Командир расстегивает мои кандалы, говорит: «Раздевайся» и, когда я советую ему отвалить на хрен, бьет меня еще раз. Рубашку он срезает с моих плеч кривым ножичком, будто специально для этого предназначенным, после чего мы устраиваем мрачный фарс: стражники пытаются стянуть с моих безвольно болтающихся ног штаны, покуда командир не бьет их по рукам и не берется за нож. Останься у меня хоть капля чувства юмора, я бы похихикал: такое у него было выражение лица, когда он обнаружил под штанами второй слой ткани – потемневшие от гноя, заскорузлые повязки из мешковины, которые наложил Делианн. Их он тоже срезает и приказывает одному из стражников унести тряпье.
– Левша, правша?
Мне даже отвечать не приходится; выражение лица достаточно красноречиво, чтобы командир отвесил мне оплеуху.
Меня швыряют в грязь, на место покойницы, застегивают кандалы на правом запястье и уходят наверх по широким низким ступеням, унося с собой тусклые фонари. Свет гаснет в вышине, и я остаюсь во мраке, полном всхлипов, и воплей, и тихого, хриплого хихиканья.
И вони.
Мне знаком этот запах.
Я тонул в нем прежде.
Это запах квартиры 3F в районе Миссии: третий этаж, окна во двор, в самом дальнем конце от лестницы, две комнаты и встроенный шкаф, куда едва может уместиться койка для восьмилетнего мальчишки.

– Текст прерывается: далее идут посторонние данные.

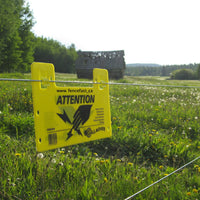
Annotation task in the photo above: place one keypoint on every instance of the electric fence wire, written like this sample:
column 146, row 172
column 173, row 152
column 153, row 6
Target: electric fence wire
column 130, row 197
column 112, row 83
column 90, row 82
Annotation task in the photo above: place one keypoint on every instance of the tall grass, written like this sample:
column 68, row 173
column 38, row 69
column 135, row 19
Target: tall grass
column 155, row 131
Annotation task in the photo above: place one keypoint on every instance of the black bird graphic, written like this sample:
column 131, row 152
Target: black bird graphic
column 81, row 116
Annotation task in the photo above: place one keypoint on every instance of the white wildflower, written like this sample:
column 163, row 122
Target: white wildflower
column 40, row 155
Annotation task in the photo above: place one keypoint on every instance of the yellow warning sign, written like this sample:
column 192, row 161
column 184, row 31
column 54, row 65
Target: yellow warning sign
column 69, row 115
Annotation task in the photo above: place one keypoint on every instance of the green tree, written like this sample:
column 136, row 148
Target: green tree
column 198, row 71
column 13, row 39
column 52, row 51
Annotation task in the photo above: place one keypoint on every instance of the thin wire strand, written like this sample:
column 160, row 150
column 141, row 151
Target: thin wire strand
column 162, row 179
column 90, row 82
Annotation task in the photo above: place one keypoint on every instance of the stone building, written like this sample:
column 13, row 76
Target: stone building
column 113, row 61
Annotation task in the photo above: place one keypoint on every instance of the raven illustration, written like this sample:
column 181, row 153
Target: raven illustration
column 81, row 116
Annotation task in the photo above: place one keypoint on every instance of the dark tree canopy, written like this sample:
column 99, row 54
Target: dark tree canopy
column 52, row 51
column 16, row 38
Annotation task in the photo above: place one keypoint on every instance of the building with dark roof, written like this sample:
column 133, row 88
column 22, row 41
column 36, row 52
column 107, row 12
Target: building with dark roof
column 113, row 61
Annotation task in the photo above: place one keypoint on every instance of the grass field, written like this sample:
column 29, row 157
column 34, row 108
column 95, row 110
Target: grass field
column 155, row 131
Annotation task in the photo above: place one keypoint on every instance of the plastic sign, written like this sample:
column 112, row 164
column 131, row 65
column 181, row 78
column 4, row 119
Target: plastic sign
column 69, row 115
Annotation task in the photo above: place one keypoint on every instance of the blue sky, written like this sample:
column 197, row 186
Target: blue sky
column 149, row 31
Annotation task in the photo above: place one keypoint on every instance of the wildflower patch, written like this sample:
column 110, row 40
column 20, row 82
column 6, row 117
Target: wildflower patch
column 69, row 115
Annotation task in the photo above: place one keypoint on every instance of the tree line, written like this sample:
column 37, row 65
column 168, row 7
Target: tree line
column 19, row 47
column 165, row 70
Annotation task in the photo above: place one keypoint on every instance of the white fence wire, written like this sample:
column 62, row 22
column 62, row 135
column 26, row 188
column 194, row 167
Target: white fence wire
column 114, row 83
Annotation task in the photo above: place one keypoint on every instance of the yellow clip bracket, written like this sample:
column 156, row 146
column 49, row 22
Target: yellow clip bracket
column 69, row 115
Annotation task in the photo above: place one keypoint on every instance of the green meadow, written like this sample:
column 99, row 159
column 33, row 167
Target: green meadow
column 155, row 130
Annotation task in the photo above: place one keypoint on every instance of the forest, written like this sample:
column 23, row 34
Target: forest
column 19, row 47
column 159, row 70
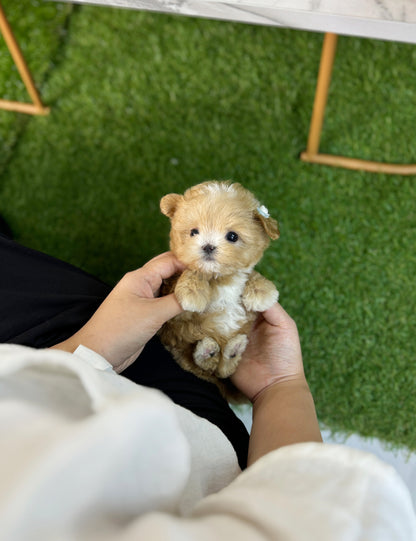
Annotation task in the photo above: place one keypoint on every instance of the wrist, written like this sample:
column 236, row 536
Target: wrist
column 287, row 384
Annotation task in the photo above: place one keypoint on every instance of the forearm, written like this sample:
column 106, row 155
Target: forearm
column 283, row 414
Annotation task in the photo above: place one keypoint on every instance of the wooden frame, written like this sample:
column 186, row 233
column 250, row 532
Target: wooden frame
column 36, row 107
column 312, row 153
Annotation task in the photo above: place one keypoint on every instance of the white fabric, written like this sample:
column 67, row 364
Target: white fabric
column 88, row 455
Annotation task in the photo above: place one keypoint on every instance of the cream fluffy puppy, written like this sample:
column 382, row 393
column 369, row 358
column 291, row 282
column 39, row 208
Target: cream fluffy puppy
column 219, row 231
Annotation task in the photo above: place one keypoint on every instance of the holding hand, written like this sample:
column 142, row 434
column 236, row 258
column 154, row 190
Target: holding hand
column 130, row 315
column 273, row 354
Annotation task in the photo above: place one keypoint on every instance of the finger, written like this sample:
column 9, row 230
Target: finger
column 157, row 269
column 277, row 316
column 161, row 267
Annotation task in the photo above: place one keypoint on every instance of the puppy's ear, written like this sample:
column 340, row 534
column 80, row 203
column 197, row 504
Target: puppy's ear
column 169, row 204
column 269, row 224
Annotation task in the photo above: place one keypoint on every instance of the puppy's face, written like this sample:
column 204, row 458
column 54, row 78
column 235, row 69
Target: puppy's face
column 216, row 228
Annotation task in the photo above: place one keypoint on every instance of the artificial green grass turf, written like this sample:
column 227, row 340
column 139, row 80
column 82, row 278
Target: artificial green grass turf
column 144, row 104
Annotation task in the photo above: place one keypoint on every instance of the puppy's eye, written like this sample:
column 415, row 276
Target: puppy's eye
column 231, row 236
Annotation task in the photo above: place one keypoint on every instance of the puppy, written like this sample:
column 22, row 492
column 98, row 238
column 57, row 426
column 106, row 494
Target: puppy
column 219, row 231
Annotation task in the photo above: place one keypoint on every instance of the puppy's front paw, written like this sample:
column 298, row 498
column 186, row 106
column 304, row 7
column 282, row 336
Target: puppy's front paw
column 231, row 356
column 260, row 294
column 206, row 354
column 192, row 292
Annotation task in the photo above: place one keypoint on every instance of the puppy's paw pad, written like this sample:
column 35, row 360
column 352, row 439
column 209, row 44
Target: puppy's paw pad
column 191, row 300
column 235, row 347
column 231, row 356
column 206, row 354
column 260, row 300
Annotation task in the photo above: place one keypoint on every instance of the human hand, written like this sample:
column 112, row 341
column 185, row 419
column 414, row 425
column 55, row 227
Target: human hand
column 130, row 315
column 273, row 354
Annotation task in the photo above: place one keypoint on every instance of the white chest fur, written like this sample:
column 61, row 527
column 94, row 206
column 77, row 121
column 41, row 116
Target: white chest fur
column 226, row 304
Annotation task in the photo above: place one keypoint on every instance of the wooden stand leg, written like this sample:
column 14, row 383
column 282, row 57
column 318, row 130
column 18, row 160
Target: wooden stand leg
column 37, row 107
column 312, row 154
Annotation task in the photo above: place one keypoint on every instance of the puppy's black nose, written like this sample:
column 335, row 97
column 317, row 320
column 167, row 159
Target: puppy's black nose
column 208, row 249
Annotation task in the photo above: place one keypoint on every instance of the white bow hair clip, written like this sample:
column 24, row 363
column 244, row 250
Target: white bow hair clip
column 263, row 211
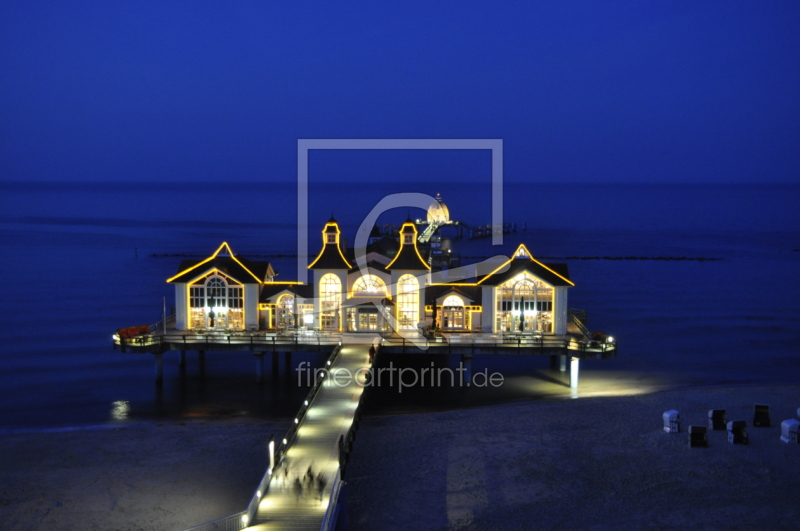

Запах биотуалета под сиденьем Ровера.
Отцовский запах.
Медленно скользя по дерьму…
Я погружаюсь в кошмар.
Чрево ада разверзлось под моими ногами, и я буду падать вечно.
Я предвижу часы и дни темноты, ничем не отличимой от уже прошедших часов и дней: нет света, чтобы очертить контуры мира, нет тишины. Вечная ночь, пронизанная напряженными взглядами. Иногда со мной заговаривают из мерцающей тьмы, и я отвечаю.
Не люди – «шахтеры». Мы больше не люди. Парень, сидящий надо мной, мучается от дизентерии и всякий раз, извергая жгучие струи дерьма, плачет и все твердит мне, как ему плохо.
Я отвечаю, что всем плохо.
Не рассказываю никому, кто я. Кем был.
Как я могу?
Я сам не знаю.
Ни сна, ни отдыха больше не будет: крики не умолкают. Вопли будут звучать, пока я не лишусь рассудка. Я твержу это себе и все же засыпаю, это точно…
Потому что просыпаюсь иногда от того, что вижу свет во сне.
Я просыпаюсь, чтобы лишиться объятий дочери, запаха кожи моей жены. Просыпаюсь в вечной ночи, где смрад и скрежет зубовный. Иногда рядом со мной оказывается деревянная тарелка с куском сыра или вымоченного в мясном отваре сухаря. Я нашариваю еду на ощупь и заталкиваю в рот грязными руками.
Раз или два я просыпаюсь от того, что по лестнице ковыляет, сжимая в руке фонарь, здешний «козел» – дебил, надо полагать, косоглазый, исходящий слюнями.. Он смотрит на нас, полуоткрыв рот, но я представить не могу, что из увиденного воспринимает недоразвитый мозг.
Здесь, в Шахте, я могу перешагнуть грань между жизнью и смертью, даже не заметив, – чем такая жизнь отличается от смерти? Самое забавное, что меня это даже не волнует. Хуже того…
Это не оцепенение души, пожираемой демонами. Это даже не «Я выдержу» сквозь стиснутые зубы. Это зябкое тепло на сердце, сахар на языке и взрыв в груди, чувство настолько чужеродное для меня, что я несколько часов, или дней, или лет не могу подобрать ему названия.
Наверное, это и есть счастье.
Не припомню, когда в последний раз мне было так хорошо.
Вот сейчас – лежа нагим в луже чужого дерьма, прикованным к стене, пока гангрена гложет гниющие мои ноги – я счастлив, как никогда в жизни.